L'annonce a été qualifiée d'"historique" par le président ukrainien Volodymyr Zelensky tandis que l'ancien dirigeant russe, Dmitri Medvedev, l'a comparée à "du papier toilette". Vendredi, en fin d'après-midi, la Cour pénale internationale (CPI) a émis un mandat d'arrêt à l'encontre de Vladimir Poutine, présumé responsable du "crime de guerre de déportation illégale de population (enfants) et de transfert illégal de population (enfants) des zones occupées d'Ukraine vers la Fédération de Russie". À l'origine de cette guerre en Ukraine, qui sévit depuis plus d'un an désormais, le maître du Kremlin est donc désormais dans le collimateur de la plus haute juridiction pénale internationale.

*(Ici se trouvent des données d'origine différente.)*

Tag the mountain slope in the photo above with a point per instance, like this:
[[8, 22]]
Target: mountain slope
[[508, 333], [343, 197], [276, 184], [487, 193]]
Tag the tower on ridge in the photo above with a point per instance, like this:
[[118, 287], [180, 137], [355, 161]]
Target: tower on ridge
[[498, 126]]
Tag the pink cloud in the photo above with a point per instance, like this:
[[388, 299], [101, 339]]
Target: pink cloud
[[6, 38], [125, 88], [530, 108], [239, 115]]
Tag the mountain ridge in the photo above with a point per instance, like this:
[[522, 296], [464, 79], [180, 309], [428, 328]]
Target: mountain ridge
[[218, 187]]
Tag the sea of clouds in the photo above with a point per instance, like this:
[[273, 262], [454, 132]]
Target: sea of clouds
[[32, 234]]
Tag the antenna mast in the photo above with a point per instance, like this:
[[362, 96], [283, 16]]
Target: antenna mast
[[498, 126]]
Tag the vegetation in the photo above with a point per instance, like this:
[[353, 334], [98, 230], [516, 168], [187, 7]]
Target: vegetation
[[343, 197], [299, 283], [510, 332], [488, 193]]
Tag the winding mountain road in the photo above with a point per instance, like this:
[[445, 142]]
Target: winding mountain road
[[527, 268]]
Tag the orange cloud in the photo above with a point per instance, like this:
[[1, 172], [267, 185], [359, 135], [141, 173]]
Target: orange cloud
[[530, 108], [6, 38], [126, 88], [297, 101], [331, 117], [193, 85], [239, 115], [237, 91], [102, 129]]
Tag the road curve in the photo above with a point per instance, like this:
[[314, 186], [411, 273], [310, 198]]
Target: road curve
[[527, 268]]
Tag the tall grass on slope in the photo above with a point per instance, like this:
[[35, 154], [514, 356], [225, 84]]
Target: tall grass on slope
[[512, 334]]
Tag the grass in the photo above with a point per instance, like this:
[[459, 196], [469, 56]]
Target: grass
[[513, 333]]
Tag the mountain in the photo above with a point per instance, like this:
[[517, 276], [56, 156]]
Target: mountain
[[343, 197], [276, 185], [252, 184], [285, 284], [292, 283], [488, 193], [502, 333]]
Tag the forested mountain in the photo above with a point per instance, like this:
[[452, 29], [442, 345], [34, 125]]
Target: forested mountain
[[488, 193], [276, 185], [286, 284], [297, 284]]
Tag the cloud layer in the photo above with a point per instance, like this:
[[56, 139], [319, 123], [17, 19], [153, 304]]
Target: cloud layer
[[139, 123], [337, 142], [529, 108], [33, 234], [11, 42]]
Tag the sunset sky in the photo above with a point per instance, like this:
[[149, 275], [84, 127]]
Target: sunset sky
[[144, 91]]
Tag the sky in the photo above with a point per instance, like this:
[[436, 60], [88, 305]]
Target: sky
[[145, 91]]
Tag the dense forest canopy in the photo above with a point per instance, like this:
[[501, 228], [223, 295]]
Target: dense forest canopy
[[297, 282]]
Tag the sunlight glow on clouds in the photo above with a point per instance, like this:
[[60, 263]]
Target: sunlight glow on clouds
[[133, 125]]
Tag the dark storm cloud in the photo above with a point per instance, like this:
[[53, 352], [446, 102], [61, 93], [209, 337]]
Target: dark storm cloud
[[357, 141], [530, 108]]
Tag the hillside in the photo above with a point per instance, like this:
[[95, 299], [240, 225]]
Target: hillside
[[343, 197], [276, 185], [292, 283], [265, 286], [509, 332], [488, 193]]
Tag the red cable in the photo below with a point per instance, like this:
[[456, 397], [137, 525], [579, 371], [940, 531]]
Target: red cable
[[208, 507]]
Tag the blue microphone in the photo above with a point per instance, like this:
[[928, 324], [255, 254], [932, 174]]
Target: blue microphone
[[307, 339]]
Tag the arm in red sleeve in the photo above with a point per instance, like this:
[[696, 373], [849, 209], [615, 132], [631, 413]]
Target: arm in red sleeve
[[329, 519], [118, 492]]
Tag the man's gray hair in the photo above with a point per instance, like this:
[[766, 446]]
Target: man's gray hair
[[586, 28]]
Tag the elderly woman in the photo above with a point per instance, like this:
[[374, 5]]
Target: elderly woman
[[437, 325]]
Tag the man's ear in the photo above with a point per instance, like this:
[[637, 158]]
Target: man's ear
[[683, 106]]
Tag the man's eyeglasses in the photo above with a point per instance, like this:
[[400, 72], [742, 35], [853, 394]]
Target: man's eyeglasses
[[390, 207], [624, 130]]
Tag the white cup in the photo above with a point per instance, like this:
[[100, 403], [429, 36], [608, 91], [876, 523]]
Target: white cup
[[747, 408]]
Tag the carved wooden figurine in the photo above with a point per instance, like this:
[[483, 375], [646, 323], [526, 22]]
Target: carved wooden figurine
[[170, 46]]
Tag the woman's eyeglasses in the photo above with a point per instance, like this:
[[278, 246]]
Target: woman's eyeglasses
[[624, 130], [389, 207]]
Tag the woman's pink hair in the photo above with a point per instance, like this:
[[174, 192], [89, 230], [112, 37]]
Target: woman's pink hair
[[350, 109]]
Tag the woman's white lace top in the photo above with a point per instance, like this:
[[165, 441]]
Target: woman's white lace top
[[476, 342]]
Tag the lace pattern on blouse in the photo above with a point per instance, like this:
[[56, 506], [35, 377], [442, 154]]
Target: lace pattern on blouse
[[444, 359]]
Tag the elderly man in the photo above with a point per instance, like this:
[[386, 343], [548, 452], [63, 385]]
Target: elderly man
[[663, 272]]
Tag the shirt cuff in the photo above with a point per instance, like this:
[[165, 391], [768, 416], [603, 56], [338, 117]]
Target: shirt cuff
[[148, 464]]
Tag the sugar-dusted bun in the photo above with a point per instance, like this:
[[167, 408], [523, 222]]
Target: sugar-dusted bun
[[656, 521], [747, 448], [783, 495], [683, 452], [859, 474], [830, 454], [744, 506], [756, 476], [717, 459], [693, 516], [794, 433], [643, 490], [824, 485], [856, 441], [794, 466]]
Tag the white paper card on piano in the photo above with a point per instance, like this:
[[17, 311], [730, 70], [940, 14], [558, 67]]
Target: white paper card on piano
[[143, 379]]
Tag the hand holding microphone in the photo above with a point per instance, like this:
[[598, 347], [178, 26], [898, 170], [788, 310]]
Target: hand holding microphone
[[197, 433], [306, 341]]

Une compétence qui ne peut s'exercer dans tous les pays du monde
Concrètement, cette Cour, basée à La Haye aux Pays-Bas, est la seule habilitée à juger les auteurs de crimes internationaux. Créée lors de la Convention de Rome du 17 juillet 1998 avant son entrée en vigueur le 1er juillet 2002, elle se compose de 123 États, dont la France, mais sa compétence ne peut s'exercer partout dans le monde. La CPI peut simplement traiter les crimes commis par des ressortissants ou sur le territoire des États parties, ce qui n'est pas le cas de la Russie, ou bien des États non membres de la Cour mais qui reconnaissent sa compétence, ce qui est, en revanche, le cas de l'Ukraine. Les États parties sont de leur côté en charge de l'élection des 18 juges qui y siègent pour un mandat de neuf ans.
Dans le détail, la CPI se prononce dans les cas de génocide, de crimes contre l'humanité, de crimes de guerre ou de crimes d'agression. En théorie, elle ne peut se substituer à un État pour rendre justice mais peut intervenir dans le cas où ce dernier n'aurait pas été en mesure de le faire. Et peut donc émettre des mandats d'arrêt à l'encontre de dirigeants soupçonnés de s'être rendus coupables d'un ou plusieurs faits mentionnés plus haut. "Un mandat d’arrêt international est un mandat en vue d’arrêter l’individu et de le conduire devant la juridiction qui a réclamé ce mandat d’arrêt. L’immunité acceptée aux chefs d’État traditionnellement dans leur pays n’existe plus ici", a indiqué l'avocat William Julié, spécialiste du droit international, dans les colonnes du Parisien.
Poutine ne risque pas grand-chose dans l'immédiat
Par le passé, l'ancien chef de guerre serbe Ratko Mladic a lui aussi fait l'objet d'un mandat d'arrêt qui l'a conduit à comparaître devant le Tribunal pénal international pour l'ex-Yougoslavie (TPIY). Surnommé "le boucher des Balkans", il était accusé de génocide pour le massacre de Srebrenica en 1995 ayant coûté la vie à 8.000 musulmans en Bosnie. Sa condamnation à la prison à perpétuité a été confirmée en juin 2021. Mais s'agissant de Vladimir Poutine, l'issue pourrait être un peu différente, la Russie ne reconnaissant pas la compétence de la CPI sur son territoire. Par ailleurs, l'instance internationale ne dispose d'aucune force d'exécution capable de faire appliquer les mandats d'arrêt qu'elle délivre.
Par conséquent, à l'instant T, il est bien difficile d'imaginer le président russe être traduit devant la justice internationale à court terme, d'autant plus s'il ne s'aventure pas dans un pays membre de la CPI. Si tel était le cas, en revanche, le pays en question aurait l'obligation de procéder à son arrestation.